No other nation in the world has accomplished as much as the US in CO2 reduction, thanks to the shale revolution and the avoidance of the renewables trap.
The United States announced its intentions to withdraw from the Paris climate agreement last year, but still reduced its carbon dioxide emissions more than any other country in the world in 2017. In fact, it was the ninth time in this century that the United States has had the largest reductions in carbon dioxide emissions in the world. U.S. carbon dioxide emissions declined by 0.5 percent or 42 million metric tons in 2017. It was the third consecutive year that carbon dioxide emissions declined in the United States.
Globally, carbon dioxide emissions increased 1.6 percent to 33.4 billion metric tons—an increase of 426 million metric tons. The rate of growth of global carbon dioxide emissions last year was faster than the 1.3 percent average growth rate of the previous 10-year period.

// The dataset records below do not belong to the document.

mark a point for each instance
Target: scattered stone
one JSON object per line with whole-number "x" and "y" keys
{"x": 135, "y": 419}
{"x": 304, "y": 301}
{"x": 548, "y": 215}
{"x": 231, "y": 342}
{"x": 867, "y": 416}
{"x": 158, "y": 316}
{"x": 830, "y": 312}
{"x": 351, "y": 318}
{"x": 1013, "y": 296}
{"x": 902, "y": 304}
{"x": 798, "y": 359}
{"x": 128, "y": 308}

The world largest emitter of carbon dioxide emissions is China, whose emissions increased by 1.6 percent in 2017—by 118 million metric tons, or almost 3 times as much as U.S. emissions were reduced. According to the BP Statistical Review of World Energy, China produces 28 percent of the world’s carbon dioxide emissions. India is the world’s third largest emitter of carbon dioxide and had the second largest increment (93 million metric tons) of carbon dioxide emissions in 2017, more than twice as much an increase as the U.S. reduction. Together, China and India accounted for almost half (212 million metric tons) of the increase in total global carbon dioxide emissions (426 million metric tons) in 2017. The world’s increase in carbon dioxide was more than 10 times the reduction of the United States.
Decarbonization of the Electricity Sector
One of the strategies for reducing carbon dioxide emissions was to decarbonize the generating sector—mainly by reducing coal and increasing renewable energy, particularly wind and solar power. This strategy has been part of the plan for the European Union and for the United States under former President Barack Obama’s Clean Power Plan.

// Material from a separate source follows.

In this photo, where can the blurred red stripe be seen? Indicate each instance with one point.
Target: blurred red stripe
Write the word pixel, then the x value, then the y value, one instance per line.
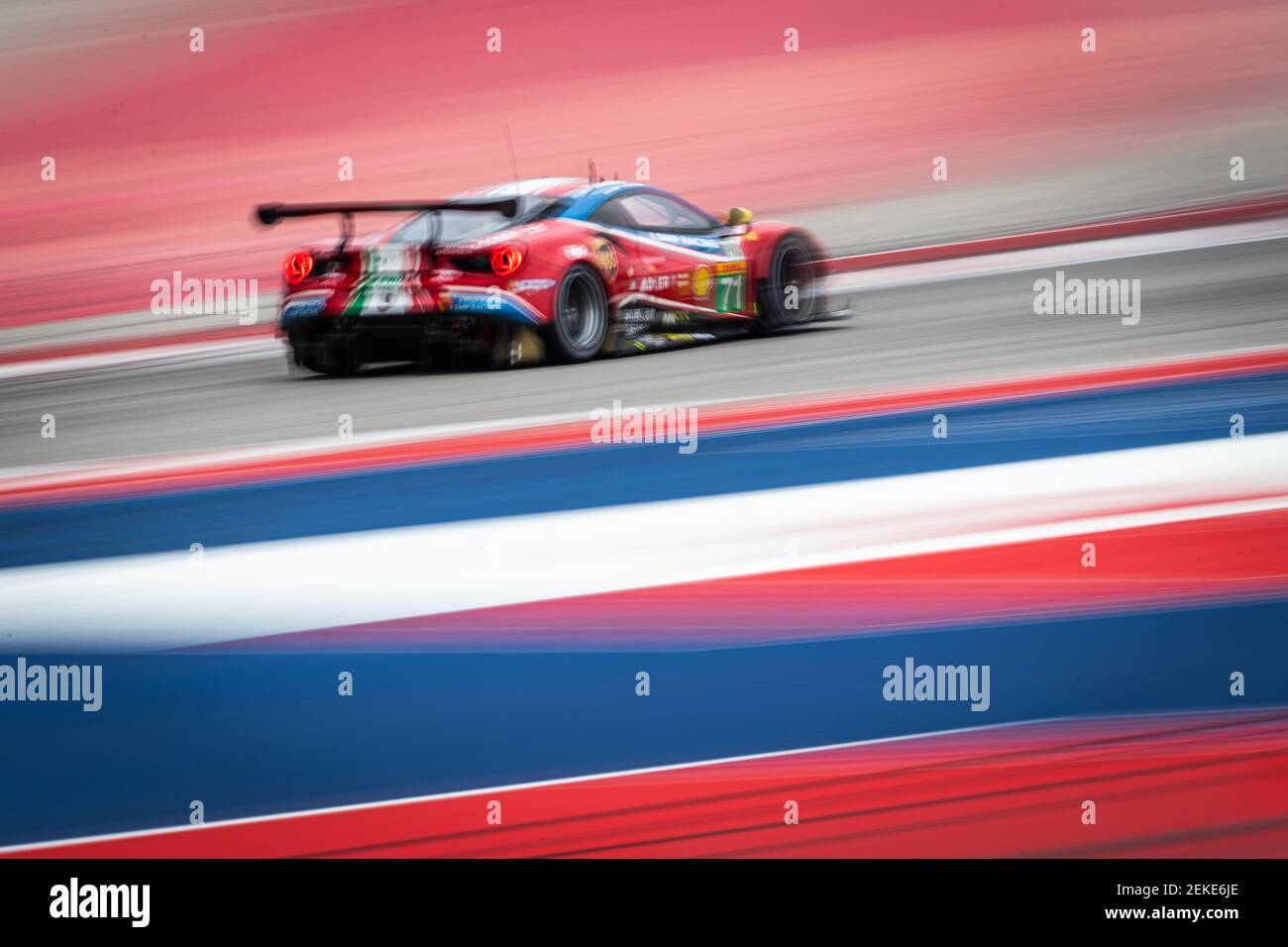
pixel 1214 784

An interesting result from the BP data is that the world has essentially made no progress towards decarbonizing its electricity sector over the last 32 years. In 1985, 36 percent of the world’s electricity was generated from low-carbon sources (hydro, nuclear, renewable energy). In 2017, 33 percent of the world’s electricity was generated from low-carbon sources. Increased generation from non-hydroelectric renewables (solar, wind, biomass) provided only about half of the increase in world electricity demand over the last ten years.

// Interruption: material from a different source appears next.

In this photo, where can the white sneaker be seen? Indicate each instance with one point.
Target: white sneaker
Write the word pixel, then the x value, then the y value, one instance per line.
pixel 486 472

China and India remain large generators of coal-fired electricity, producing 67 percent and 76 percent of their electricity from coal respectively.
The United States made progress in moving toward decarbonization of its generation sector by generating 36 percent of its power in 2017 from non-carbon sources compared to 27 percent in 1985. Non-hydroelectric renewables produced 10 percent of U.S. generation in 2017.
The European Union has also moved toward decarbonization, generating 55 percent of its power from non-carbon sources compared to 40 percent in 1985. In 2017, the European Union generated 20 percent of its electricity from non-hydroelectric renewables. The European Union’s share of global carbon dioxide emissions, however, is only about 10 percent.
France is still generating over 70 percent of its power from nuclear energy. However, other countries, such has Germany and Japan, are moving away from nuclear power. Since 2001, when Germany’s nuclear plants were at their peak performance, Germany reduced its generation from nuclear power by 56 percent. The country has turned to wind and solar power, generating 22 percent of its electricity from those sources and backing them up primarily with coal-fired electricity. Germany produces a higher percentage of its electricity from coal (37 percent) than the United States (31 percent), the world’s largest holder of coal reserves.
Japan’s nuclear power generation was reduced to almost zero in the aftermath of the 2011 tsunami that hit several nuclear power plants. Japan’s nuclear generation is now at just 9 percent of its peak level reached in 1998. To replace the lost nuclear generation, Japan generates some electricity from wind and solar power (almost 7 percent), has increased its production of electricity from gas plants, and continues to use coal for electricity generation.
Global carbon dioxide emissions increased in 2017, despite the Paris Accord—a pact made by almost 200 countries to voluntarily reduce their greenhouse gas emissions. The United States was one of the few countries that decreased its carbon dioxide emissions in 2017. In fact, it had the largest reduction in carbon dioxide emissions. China and India both increased their carbon dioxide emissions, together contributing about half of the increase in the world’s carbon dioxide emissions.
Countries have targeted the generation sector as the most effective means to reduce carbon dioxide emissions, replacing coal-fired generation with renewable energy. However, globally, the generation sector has not made progress in moving toward decarbonization over the past 32 years.